Fotografia do casamento de
Aldenora Carvalho de Miranda
com Manuel Teixeira de Miranda.
MEU PAI
Poema de Antonio Miranda
Meu pai era bonito. E mulherengo.
Igual a tantos naquelas terras de homens
e de aventurança, de vidas empobrecidas,
de marasmo e suor nas virilhas,
onde apenas o cemitério segurava aquela gente
errante e retirante.
A rua acabava no rio
e ele, no bar, pelo caminho.
Vi, então, meu pai inteiro, desnudo,
tomando banho de caneco
e me apaixonei por ele
- eu tinha meus nove anos
e me reconheci no espelho avesso
de nossas diferenças.
Ele, tão libertino.
Eu, introvertido, escrevendo versos.
Mas o cigarro abreviou-lhe a vida
e as finanças da família,
virou fumaça e lágrimas.
Levitando como nuvem estacionada,
lá está ele segurando uma balança,
lembrança dos tempos de garimpo.
Diante de deus, de joelhos
- noves fora nada.
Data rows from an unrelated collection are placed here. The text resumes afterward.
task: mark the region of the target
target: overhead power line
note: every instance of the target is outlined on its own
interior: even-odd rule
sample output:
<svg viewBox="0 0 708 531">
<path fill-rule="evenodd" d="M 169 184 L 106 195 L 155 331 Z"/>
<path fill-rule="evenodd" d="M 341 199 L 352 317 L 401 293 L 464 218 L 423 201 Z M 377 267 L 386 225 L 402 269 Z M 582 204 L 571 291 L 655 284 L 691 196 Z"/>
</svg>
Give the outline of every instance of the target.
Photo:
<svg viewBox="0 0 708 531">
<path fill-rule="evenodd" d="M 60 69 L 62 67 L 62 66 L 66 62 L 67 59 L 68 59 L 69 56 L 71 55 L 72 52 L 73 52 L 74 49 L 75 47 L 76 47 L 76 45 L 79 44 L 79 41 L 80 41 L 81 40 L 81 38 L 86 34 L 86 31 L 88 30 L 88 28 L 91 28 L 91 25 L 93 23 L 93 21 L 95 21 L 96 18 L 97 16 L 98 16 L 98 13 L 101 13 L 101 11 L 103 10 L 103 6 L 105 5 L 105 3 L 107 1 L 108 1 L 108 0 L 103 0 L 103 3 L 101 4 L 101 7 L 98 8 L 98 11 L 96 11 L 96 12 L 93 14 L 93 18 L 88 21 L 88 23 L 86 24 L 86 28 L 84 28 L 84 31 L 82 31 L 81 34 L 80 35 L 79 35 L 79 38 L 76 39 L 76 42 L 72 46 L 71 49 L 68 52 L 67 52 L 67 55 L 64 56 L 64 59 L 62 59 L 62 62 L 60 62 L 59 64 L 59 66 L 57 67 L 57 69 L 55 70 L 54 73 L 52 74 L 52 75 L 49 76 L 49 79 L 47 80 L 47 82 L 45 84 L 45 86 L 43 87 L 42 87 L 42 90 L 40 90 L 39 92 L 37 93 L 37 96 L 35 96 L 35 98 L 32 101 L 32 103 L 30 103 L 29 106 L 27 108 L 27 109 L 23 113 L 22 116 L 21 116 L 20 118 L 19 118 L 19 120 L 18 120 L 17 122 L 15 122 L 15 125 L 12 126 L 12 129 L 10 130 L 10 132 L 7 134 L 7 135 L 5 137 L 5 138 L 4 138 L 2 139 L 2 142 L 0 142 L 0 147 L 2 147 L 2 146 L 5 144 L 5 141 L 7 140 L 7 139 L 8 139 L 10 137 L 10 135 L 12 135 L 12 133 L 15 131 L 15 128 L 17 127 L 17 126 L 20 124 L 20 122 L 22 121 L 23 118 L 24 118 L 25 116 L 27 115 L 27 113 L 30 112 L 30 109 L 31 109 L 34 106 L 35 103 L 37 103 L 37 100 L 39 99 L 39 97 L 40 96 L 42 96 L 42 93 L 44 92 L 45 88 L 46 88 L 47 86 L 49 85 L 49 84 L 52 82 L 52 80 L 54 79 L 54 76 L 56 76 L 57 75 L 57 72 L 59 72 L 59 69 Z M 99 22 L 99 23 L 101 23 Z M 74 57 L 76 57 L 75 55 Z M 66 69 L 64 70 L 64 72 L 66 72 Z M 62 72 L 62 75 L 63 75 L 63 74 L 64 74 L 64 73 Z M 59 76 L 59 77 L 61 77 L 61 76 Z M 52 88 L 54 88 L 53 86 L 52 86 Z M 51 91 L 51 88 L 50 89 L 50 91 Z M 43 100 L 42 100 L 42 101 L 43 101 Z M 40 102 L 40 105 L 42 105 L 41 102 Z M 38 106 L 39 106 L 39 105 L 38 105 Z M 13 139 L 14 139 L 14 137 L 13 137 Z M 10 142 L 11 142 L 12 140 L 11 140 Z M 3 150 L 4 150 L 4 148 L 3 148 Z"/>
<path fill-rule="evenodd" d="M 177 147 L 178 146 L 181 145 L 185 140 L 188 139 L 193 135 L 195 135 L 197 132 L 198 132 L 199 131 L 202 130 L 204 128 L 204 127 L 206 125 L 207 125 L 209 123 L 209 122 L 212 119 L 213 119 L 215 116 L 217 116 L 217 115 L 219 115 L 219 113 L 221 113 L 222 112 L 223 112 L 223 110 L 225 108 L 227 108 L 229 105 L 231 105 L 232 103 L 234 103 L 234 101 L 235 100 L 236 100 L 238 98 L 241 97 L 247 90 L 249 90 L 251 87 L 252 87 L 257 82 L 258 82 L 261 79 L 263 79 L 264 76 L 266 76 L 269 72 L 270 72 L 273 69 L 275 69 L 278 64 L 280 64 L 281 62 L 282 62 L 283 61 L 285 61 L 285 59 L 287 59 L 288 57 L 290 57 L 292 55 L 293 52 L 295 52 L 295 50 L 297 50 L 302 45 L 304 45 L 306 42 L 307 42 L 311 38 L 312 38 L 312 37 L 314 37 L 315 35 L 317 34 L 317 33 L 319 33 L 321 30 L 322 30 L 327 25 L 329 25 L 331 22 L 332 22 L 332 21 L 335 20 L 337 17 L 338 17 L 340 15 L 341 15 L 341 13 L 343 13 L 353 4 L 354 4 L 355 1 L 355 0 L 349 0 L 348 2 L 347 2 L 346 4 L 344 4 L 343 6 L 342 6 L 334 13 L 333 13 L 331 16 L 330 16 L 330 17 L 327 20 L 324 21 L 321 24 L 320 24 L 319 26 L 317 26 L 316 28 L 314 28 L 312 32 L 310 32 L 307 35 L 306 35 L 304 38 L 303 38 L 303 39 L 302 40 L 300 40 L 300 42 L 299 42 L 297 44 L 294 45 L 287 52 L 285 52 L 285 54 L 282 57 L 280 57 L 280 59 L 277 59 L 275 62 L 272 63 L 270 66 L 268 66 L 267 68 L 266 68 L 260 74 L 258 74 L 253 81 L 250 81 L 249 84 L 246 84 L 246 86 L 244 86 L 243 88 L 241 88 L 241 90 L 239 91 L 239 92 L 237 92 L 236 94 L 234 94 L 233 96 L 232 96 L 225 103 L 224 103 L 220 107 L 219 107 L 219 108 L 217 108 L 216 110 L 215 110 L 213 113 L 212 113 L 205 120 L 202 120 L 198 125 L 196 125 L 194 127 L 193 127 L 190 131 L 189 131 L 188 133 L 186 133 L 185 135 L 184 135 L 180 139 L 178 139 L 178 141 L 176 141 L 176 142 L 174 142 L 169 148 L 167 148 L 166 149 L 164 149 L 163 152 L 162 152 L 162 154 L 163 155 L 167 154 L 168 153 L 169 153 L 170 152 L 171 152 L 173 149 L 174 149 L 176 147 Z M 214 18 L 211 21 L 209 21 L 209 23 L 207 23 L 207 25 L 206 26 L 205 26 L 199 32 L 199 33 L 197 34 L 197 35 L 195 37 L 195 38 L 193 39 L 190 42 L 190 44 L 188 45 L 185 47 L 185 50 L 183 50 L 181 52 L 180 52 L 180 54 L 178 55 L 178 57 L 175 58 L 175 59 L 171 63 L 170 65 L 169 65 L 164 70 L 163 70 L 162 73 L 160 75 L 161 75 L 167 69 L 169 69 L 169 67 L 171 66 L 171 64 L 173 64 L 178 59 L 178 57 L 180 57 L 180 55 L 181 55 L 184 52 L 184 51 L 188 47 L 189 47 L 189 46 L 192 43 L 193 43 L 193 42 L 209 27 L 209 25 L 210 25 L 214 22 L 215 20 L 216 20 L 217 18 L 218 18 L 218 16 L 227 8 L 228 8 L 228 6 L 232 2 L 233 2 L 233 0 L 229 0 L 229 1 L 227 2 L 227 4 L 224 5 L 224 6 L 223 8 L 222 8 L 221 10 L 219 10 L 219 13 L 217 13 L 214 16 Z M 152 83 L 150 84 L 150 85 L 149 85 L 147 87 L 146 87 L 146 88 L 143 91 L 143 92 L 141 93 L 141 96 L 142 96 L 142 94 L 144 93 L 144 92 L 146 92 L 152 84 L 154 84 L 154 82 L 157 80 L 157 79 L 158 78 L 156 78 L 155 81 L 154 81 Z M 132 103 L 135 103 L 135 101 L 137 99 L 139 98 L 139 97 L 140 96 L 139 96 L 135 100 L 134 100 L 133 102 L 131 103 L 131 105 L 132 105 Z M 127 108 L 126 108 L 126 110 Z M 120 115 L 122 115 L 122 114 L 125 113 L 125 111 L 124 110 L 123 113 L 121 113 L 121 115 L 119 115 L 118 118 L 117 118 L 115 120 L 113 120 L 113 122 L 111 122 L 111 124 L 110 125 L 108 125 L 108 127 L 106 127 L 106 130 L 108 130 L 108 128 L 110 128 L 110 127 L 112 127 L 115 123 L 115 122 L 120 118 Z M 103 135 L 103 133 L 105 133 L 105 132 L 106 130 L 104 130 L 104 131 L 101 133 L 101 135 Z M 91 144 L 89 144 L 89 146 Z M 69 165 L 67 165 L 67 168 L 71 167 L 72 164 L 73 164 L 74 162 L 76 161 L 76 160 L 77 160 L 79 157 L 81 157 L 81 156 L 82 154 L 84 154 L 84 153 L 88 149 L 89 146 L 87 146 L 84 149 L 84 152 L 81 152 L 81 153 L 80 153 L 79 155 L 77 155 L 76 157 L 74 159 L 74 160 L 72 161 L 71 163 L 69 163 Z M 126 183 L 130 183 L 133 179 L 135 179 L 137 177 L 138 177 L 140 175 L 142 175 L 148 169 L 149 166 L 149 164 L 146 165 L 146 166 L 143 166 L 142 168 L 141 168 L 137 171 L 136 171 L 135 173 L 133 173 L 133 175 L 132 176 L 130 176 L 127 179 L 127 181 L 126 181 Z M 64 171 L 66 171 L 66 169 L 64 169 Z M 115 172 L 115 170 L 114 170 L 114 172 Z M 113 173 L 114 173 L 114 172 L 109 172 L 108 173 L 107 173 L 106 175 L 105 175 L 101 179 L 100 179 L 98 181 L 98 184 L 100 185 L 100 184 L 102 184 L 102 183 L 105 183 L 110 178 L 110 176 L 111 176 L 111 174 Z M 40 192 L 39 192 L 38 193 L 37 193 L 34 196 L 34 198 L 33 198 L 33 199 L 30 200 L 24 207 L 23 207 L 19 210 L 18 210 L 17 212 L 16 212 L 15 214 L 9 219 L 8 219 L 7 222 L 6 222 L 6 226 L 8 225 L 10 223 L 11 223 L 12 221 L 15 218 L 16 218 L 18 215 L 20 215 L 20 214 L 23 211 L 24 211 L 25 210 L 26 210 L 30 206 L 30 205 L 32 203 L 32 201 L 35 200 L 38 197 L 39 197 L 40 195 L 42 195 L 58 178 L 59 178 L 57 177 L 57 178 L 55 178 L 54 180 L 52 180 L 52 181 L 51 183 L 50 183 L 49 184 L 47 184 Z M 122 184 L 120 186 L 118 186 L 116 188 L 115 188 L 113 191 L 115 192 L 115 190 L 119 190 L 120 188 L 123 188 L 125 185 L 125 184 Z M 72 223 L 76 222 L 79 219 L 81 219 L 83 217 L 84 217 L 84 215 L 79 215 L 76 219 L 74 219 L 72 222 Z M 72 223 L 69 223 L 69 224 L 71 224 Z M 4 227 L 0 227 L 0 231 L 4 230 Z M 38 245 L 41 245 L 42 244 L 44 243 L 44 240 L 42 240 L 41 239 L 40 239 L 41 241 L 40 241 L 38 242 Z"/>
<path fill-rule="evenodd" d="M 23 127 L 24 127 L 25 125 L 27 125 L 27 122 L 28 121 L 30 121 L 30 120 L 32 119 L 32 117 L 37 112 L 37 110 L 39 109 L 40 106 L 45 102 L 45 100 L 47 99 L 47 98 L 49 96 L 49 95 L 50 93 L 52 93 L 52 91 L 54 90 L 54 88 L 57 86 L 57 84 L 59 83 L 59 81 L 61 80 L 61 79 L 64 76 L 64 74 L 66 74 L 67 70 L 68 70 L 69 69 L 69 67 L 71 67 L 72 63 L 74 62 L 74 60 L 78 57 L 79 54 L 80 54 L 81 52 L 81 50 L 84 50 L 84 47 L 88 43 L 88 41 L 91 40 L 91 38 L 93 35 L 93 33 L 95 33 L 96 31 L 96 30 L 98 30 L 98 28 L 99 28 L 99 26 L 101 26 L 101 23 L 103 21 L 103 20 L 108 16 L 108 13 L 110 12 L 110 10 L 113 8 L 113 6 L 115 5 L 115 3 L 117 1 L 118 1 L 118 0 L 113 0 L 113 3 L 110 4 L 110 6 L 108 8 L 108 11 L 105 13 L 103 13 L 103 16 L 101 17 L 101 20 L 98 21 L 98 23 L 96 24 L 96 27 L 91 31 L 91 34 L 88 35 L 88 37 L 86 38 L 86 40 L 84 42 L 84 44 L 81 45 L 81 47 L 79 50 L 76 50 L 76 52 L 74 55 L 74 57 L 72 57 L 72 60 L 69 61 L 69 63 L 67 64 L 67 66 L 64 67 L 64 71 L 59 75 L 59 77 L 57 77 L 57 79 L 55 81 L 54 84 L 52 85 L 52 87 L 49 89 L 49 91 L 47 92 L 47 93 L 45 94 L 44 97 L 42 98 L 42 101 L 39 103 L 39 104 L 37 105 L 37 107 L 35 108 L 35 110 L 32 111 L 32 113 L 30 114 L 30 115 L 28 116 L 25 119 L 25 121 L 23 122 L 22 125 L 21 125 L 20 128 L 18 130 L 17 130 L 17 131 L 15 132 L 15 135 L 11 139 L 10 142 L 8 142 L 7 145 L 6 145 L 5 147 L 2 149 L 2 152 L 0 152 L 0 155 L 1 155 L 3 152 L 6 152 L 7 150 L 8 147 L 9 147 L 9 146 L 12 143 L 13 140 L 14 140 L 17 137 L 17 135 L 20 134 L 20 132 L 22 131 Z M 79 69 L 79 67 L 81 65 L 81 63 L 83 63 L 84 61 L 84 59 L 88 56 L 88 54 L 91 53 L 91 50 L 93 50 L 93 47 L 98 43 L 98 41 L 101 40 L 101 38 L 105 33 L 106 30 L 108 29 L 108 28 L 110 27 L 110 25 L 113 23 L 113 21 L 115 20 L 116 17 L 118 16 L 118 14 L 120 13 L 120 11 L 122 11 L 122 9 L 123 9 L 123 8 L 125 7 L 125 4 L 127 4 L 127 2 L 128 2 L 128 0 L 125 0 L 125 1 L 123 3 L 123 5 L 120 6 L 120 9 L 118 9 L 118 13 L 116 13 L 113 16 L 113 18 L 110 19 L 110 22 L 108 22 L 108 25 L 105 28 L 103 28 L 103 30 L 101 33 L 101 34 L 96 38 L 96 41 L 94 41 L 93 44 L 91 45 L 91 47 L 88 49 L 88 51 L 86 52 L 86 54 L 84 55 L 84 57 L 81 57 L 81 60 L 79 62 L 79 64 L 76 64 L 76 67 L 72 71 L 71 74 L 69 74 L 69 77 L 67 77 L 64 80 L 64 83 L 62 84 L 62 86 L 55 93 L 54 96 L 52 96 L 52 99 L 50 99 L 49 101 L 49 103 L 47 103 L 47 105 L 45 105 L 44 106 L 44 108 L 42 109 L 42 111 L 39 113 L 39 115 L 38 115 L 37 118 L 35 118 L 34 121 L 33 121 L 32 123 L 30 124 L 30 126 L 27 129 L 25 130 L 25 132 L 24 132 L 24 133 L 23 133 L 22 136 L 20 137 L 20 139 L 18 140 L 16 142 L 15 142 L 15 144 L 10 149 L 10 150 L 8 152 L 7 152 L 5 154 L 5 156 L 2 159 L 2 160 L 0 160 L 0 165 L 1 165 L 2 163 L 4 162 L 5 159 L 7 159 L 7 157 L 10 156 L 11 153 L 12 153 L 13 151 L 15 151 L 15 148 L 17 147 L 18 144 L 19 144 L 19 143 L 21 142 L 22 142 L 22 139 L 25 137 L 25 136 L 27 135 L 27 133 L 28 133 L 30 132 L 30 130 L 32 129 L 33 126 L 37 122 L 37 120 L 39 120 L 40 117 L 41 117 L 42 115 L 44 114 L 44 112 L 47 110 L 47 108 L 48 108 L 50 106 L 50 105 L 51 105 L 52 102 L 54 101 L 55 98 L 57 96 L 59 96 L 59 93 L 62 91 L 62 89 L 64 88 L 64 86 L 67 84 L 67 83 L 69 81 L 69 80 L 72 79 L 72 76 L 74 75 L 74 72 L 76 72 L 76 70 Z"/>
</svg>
Derradeira sentença,
dizia minha mãe desventurada.
Mas eu agora tenho os cabelos brancos
e espessos que ele me legou
mas não aquele olhar possessivo,
aquele olhar sentencioso e definitivo
que me conquistou
como o anti-herói.
Brasília, 27.11.2005
MINHA MÃE
Poema de Antonio Miranda
Minha mãe morreu atribulada
relembrando o enxoval encardido
na gaveta entreaberta
- seus desejos contrariados.
As flores nem sempre vicejam e já sucumbem
desamparadas pela Providência.
Adiou todos os prazeres
para satisfazer as vontades alheias.
Seus joelhos penitentes
e seus dedos de novenas
rogavam pelos vivos, com extrema devoção.
Sobre o colchão de penas,
enxergando a família em desespero,
acreditando no nascimento de estrelas
e na eternidade dos cristais.
Estava segura do aperfeiçoamento contínuo dos espíritos.
Morte e vida seriam fases de uma mesma existência.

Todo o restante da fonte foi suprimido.